Designer Jung Soo Park’s first Kinetic Movement Study for his Transforming Chandelier is a wall-hanging sculpture. Taking the vernacular of a traditional chandelier, Jung flattening the structure to be "just recognizable of its shape." By exposing the mechanical geared parts for kinetic movement—driven by a small motor—"the overall design portrays a kind of dystopian luxury," comments Jung.
The contours of chandelier are controlled by six arms, propelling the shapes to move up and down as the gears spin the arms. Jung used Solidworks CAD software to choreograph the structure and simulate its motion; the size and positioning of the gears were modeled in computer in order to have the ability to modify the structure and it shape as the design progressed, changing the form to preclude pieces running into each other throughout their motion.
After the design was modeled, digital fabrication tools were used in its construction.

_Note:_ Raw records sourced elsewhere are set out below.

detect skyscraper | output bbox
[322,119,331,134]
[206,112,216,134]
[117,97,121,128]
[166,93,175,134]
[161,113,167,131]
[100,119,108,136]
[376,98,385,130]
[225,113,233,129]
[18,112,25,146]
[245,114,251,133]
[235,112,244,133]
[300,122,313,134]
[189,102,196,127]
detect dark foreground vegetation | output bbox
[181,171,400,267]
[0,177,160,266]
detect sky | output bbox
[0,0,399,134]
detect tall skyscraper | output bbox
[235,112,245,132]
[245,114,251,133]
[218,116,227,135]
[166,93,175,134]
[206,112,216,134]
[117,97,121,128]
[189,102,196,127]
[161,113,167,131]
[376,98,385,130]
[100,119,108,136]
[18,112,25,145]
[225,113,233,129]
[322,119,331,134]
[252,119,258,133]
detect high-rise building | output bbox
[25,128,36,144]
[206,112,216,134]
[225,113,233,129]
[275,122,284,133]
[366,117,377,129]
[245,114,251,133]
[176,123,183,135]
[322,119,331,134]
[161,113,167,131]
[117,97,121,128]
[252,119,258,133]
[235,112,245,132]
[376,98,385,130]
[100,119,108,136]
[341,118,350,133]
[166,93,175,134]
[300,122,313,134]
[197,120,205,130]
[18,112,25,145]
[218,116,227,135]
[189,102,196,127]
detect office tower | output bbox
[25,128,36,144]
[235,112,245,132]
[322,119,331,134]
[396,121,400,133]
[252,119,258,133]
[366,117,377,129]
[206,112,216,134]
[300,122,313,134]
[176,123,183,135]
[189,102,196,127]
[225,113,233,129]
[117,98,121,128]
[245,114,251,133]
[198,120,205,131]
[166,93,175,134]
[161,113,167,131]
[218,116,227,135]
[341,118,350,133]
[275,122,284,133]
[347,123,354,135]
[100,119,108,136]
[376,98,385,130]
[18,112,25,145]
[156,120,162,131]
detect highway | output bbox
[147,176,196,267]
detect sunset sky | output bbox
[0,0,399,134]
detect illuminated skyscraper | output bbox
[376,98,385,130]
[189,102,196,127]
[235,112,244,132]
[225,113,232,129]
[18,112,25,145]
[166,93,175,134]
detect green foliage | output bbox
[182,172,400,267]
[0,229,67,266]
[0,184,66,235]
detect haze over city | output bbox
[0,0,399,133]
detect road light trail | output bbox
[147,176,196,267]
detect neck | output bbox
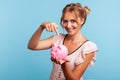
[66,32,87,42]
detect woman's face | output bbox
[62,12,83,35]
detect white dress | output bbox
[50,34,98,80]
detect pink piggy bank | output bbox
[50,44,68,62]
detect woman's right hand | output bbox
[41,22,59,34]
[28,22,59,50]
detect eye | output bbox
[62,20,67,24]
[71,19,76,23]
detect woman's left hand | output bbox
[51,57,69,65]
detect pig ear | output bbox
[57,45,61,50]
[52,43,56,47]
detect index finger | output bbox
[55,28,59,36]
[53,23,59,36]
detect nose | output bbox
[67,22,71,28]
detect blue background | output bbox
[0,0,120,80]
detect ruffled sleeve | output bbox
[75,41,98,67]
[53,33,65,45]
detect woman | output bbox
[28,3,98,80]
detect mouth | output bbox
[66,29,74,33]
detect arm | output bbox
[61,52,94,80]
[28,22,58,50]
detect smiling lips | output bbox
[66,28,74,33]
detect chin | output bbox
[67,32,75,36]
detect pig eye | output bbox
[55,50,57,53]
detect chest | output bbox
[64,42,82,55]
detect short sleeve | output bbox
[53,33,65,45]
[75,41,98,67]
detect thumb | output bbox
[65,57,70,62]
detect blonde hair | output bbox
[60,3,90,27]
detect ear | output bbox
[79,18,85,25]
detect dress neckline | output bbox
[62,34,89,55]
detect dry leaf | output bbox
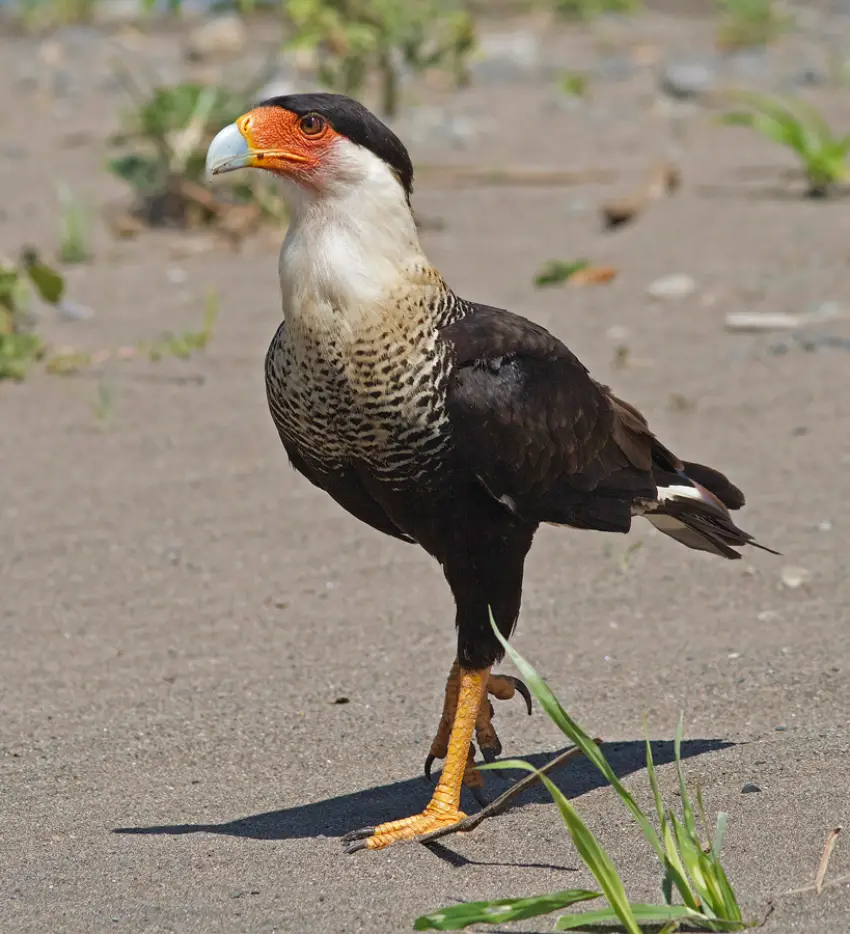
[569,265,618,286]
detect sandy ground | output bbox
[2,7,850,933]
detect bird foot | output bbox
[343,665,492,854]
[342,801,467,853]
[424,666,532,791]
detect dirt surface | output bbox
[2,8,850,934]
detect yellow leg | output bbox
[425,662,532,791]
[343,666,490,852]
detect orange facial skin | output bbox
[235,106,340,186]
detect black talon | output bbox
[424,753,438,781]
[481,747,498,764]
[470,784,490,808]
[507,676,533,715]
[344,839,370,855]
[342,826,376,843]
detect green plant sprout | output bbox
[92,377,115,430]
[284,0,476,117]
[534,259,591,287]
[0,251,65,382]
[560,70,590,98]
[57,183,91,264]
[721,92,850,197]
[413,615,753,932]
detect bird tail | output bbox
[639,461,779,559]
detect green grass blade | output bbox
[555,902,709,930]
[784,96,836,146]
[695,783,713,843]
[712,859,743,922]
[484,759,641,934]
[661,817,700,911]
[722,93,808,152]
[720,110,760,128]
[696,796,739,918]
[673,713,697,835]
[413,889,600,931]
[646,728,686,907]
[489,614,665,857]
[644,729,665,826]
[671,813,710,899]
[489,614,703,911]
[712,812,728,859]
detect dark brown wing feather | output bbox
[441,303,666,531]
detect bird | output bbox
[205,92,776,853]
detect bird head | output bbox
[205,93,414,206]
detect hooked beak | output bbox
[206,115,312,181]
[206,122,255,179]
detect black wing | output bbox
[440,303,680,532]
[280,440,415,543]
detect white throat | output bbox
[276,140,427,332]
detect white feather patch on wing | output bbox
[655,484,704,502]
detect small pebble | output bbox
[741,782,762,794]
[162,547,182,565]
[646,273,696,300]
[660,61,716,99]
[780,566,811,589]
[725,312,803,332]
[166,267,187,285]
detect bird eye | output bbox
[299,113,327,137]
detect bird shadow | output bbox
[113,738,733,844]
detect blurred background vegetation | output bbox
[2,0,849,384]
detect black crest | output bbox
[260,92,414,202]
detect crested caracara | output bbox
[206,93,775,852]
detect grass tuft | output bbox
[413,614,754,932]
[107,71,287,236]
[721,91,850,197]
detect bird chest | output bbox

All of the acrylic pieces were created flat using a laser cutter and were stacked to create elements such rails and stoppers in the structure to hold them all together.

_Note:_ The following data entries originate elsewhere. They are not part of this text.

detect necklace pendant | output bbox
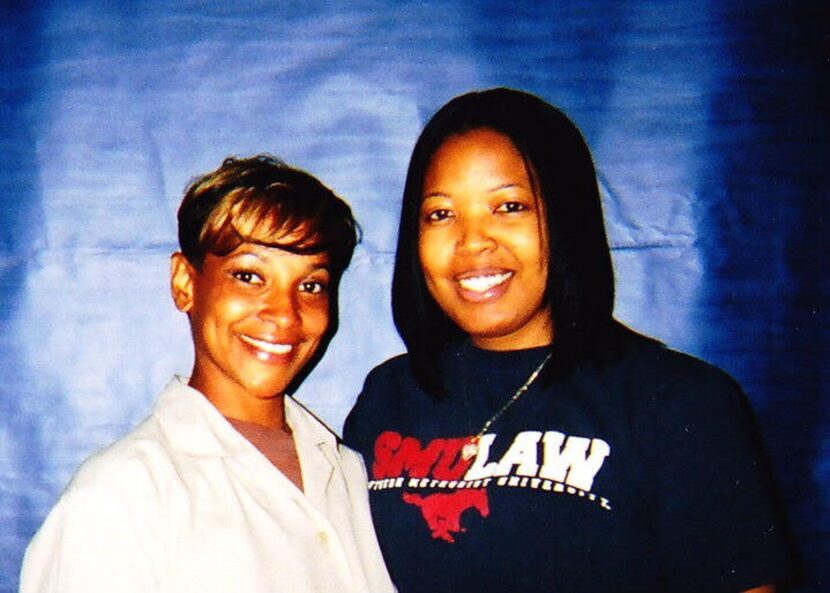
[459,352,552,463]
[461,438,479,461]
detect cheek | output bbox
[191,287,231,324]
[418,231,447,281]
[301,301,331,338]
[210,292,255,322]
[514,231,548,272]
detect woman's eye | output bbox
[232,270,263,285]
[424,208,453,222]
[495,201,528,214]
[299,281,326,294]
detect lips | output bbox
[239,334,294,356]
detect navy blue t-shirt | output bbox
[344,335,795,593]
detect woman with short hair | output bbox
[21,155,395,593]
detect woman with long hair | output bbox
[345,88,795,593]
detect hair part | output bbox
[392,87,628,396]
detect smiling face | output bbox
[171,241,331,420]
[418,128,552,351]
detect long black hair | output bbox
[392,87,630,396]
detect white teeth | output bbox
[240,335,293,355]
[458,272,511,293]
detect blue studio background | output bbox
[1,1,827,590]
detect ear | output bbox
[170,252,197,313]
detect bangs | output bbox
[178,153,358,272]
[200,185,327,258]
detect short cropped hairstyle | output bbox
[392,88,630,395]
[177,154,358,277]
[176,154,359,393]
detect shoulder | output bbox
[363,352,413,385]
[20,419,178,592]
[343,353,417,450]
[612,332,743,401]
[24,419,173,548]
[585,331,760,444]
[62,415,177,511]
[609,335,769,469]
[283,396,370,486]
[336,441,370,483]
[285,395,365,467]
[356,352,419,405]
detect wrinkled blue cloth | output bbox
[1,1,825,592]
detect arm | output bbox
[653,354,795,591]
[21,470,164,593]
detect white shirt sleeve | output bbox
[20,475,166,593]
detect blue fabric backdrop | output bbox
[1,1,827,590]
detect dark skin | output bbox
[418,129,777,593]
[170,241,333,493]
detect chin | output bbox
[459,318,517,339]
[240,376,293,399]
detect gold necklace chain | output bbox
[461,352,553,460]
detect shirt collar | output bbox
[154,376,339,461]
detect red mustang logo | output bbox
[402,490,490,543]
[372,431,485,543]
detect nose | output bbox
[259,286,301,329]
[457,214,496,254]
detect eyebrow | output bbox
[226,249,267,263]
[422,182,527,200]
[487,182,525,193]
[227,246,331,266]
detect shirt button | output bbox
[318,530,329,551]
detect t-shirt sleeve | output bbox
[654,360,796,592]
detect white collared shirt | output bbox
[20,377,395,593]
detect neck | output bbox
[188,375,289,431]
[470,318,554,351]
[224,401,289,432]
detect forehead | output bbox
[423,129,530,192]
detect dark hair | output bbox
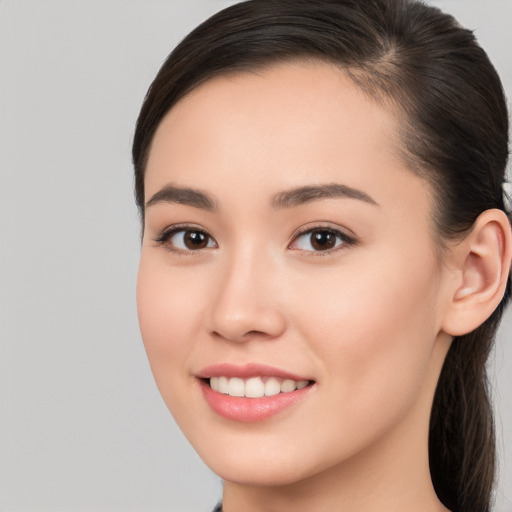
[132,1,510,511]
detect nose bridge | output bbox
[208,242,286,342]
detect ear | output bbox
[441,209,512,337]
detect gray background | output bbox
[0,1,510,511]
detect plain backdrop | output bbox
[0,1,511,511]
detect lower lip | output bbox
[199,380,314,422]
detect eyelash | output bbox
[153,224,218,254]
[153,224,356,255]
[290,226,357,255]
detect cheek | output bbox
[291,246,442,412]
[136,256,205,395]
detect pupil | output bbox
[312,231,335,250]
[185,231,207,249]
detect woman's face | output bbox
[137,62,453,486]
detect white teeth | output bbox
[228,377,245,397]
[245,377,265,398]
[264,377,281,396]
[280,379,297,393]
[208,376,310,398]
[218,376,229,394]
[210,376,219,391]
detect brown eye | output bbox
[289,227,354,253]
[183,230,209,249]
[157,227,217,252]
[310,230,337,250]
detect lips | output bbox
[197,362,313,381]
[196,363,315,422]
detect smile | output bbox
[197,363,316,422]
[209,376,310,398]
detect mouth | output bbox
[196,364,316,422]
[205,376,313,398]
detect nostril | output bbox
[246,330,266,337]
[211,329,277,342]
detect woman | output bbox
[132,1,511,511]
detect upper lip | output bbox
[196,363,313,382]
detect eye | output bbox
[154,226,217,252]
[289,227,354,253]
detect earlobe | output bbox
[442,209,512,337]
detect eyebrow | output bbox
[145,182,378,212]
[145,184,218,211]
[271,183,378,209]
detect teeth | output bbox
[228,377,245,397]
[245,377,265,398]
[280,379,296,393]
[209,376,310,398]
[264,377,281,396]
[218,376,229,394]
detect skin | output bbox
[136,61,500,512]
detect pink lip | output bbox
[196,362,312,381]
[196,363,315,423]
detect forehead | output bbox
[151,60,402,154]
[145,61,431,222]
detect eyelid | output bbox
[288,224,357,254]
[152,223,218,254]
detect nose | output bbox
[206,249,287,343]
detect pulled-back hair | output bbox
[132,1,510,510]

The entire process was photographed and published on Instructables.com so that anyone who’s interested in making the project has access to it. A large part of the learning, Jung adds that "by sharing the work process and the digital files that were created in the process, people can become involved in the project and help advise its next steps."
Although this first prototype was not 100% successful—high friction impeded the motor to drive all the arms —Jung sees clear directions for reengineering the device. His next prototypes will incorporate springs to lighten up the weight load on the gears, thicker pieces for more strength, and Teflon for providing smoother movement. Design is iteration!.